Lastly, it should be noted that regardless of the comparative modality administrated or the outcome considered, the studies included in the present work generally reported an effect small enough not to be considered clinically valuable in favor of KT, or there were in outcome comparisons no significant differences between interventions. Nevertheless, Pajero-Otero et al. showed in a recent cross-over trial that KT was more satisfactory than multilayer bandaging, obtaining better DASH scores compared with CPT + IPC.70
In this scenario, most of the studies included measured upper limb volume with a centimetric method, calculating the volume of the limb indirectly with the truncated cone algorithm, providing only approximate results of the upper limb volume.46 Therefore, trials performing a precise volumetric assessment are still needed, implementing technological advances in the precise management of BCRL.71, 72 Furthermore, beyond the clinical efficacy of KT in terms of upper limb volume reduction, a multimodal patient assessment is needed to better characterize the functional implication of KT and its positive effects on HR-QoL.46 Lastly, the lack of meta-analysis is one of the main limitations of this systematic review. However, in accordance with the Cochrane Handbook for Systematic Review of Intervention (Ver, 6.1, 2020), the large heterogeneity of participants, intervention and outcomes did not allow to perform a meta-analysis, making it difficult to formulate a comprehensive evaluation.
Limitations of the study
Despite the intrinsic limitations of each study, it should be noted that the current systematic review is not free from limitations. First, the number of studies included is small, but only randomized controlled trials have been included providing specific data about the effectiveness of KT alone or combined with CDT. Second, the studies included assessed different application approaches of KT and different models of comparison.

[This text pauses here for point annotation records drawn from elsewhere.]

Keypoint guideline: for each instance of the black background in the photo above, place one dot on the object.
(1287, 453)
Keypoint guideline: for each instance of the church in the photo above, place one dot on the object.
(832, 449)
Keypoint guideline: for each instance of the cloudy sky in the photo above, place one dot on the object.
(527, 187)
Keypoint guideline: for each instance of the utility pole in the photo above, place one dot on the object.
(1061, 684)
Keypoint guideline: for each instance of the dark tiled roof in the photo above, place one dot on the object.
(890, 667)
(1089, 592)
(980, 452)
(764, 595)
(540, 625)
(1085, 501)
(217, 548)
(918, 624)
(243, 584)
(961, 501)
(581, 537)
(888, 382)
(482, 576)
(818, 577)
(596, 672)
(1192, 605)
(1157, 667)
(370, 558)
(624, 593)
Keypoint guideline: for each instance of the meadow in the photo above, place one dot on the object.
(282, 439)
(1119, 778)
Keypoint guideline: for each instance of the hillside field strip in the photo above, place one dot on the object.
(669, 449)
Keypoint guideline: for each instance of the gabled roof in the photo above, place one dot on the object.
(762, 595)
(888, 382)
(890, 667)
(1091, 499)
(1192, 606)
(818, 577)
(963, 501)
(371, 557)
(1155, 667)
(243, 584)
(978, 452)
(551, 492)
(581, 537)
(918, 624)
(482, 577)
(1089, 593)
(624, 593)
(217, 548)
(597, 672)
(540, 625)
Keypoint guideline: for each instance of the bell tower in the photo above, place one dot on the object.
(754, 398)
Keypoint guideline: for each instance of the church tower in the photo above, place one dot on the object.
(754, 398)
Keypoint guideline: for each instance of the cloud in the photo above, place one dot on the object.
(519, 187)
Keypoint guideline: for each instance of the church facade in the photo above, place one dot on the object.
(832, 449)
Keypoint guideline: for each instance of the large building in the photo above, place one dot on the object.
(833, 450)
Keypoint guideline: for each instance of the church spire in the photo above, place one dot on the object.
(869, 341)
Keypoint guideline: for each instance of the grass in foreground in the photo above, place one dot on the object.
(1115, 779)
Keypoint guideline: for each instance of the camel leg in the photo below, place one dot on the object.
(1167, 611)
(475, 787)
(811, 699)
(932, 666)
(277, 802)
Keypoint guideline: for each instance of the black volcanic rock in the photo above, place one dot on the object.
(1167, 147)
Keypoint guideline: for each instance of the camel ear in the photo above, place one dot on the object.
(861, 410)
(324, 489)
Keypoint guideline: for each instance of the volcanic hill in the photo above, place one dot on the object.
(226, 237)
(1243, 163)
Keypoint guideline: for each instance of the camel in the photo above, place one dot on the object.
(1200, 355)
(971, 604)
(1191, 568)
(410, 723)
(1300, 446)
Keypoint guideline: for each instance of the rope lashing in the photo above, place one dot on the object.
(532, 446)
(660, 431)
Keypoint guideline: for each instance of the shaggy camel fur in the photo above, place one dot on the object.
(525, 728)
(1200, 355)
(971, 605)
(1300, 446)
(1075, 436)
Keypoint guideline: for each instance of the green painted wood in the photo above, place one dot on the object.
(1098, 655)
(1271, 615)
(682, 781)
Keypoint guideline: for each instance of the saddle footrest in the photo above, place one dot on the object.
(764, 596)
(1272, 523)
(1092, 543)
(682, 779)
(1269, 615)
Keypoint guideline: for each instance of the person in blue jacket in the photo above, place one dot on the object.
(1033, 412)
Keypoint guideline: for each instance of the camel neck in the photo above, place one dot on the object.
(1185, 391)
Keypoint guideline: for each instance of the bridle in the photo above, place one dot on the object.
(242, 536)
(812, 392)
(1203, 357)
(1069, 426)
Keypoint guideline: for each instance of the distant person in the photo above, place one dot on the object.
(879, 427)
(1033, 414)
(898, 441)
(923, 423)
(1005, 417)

Therefore, it might be particularly difficult to draw a quantitative synthesis due to the heterogeneity of the study interventions.
Conclusions
KT showed to not have a significant efficacy in terms of upper limb volume reduction when compared to other rehabilitation treatments. However, this rehabilitative treatment (mostly with a spiral application of tape tail straps) seemed to increase the flow rate during a passive exercise, probably due to the thermal and mechanical processes in BCRL women.
In this context, KT could be taken into consideration for the multidisciplinary rehabilitative approach for BC survivors affected by lymphedema, albeit the low quality of the studies included might significantly affect the strength of these conclusions. Further trials assessing larger samples are needed to better characterize the efficacy of KT in BCRL patients.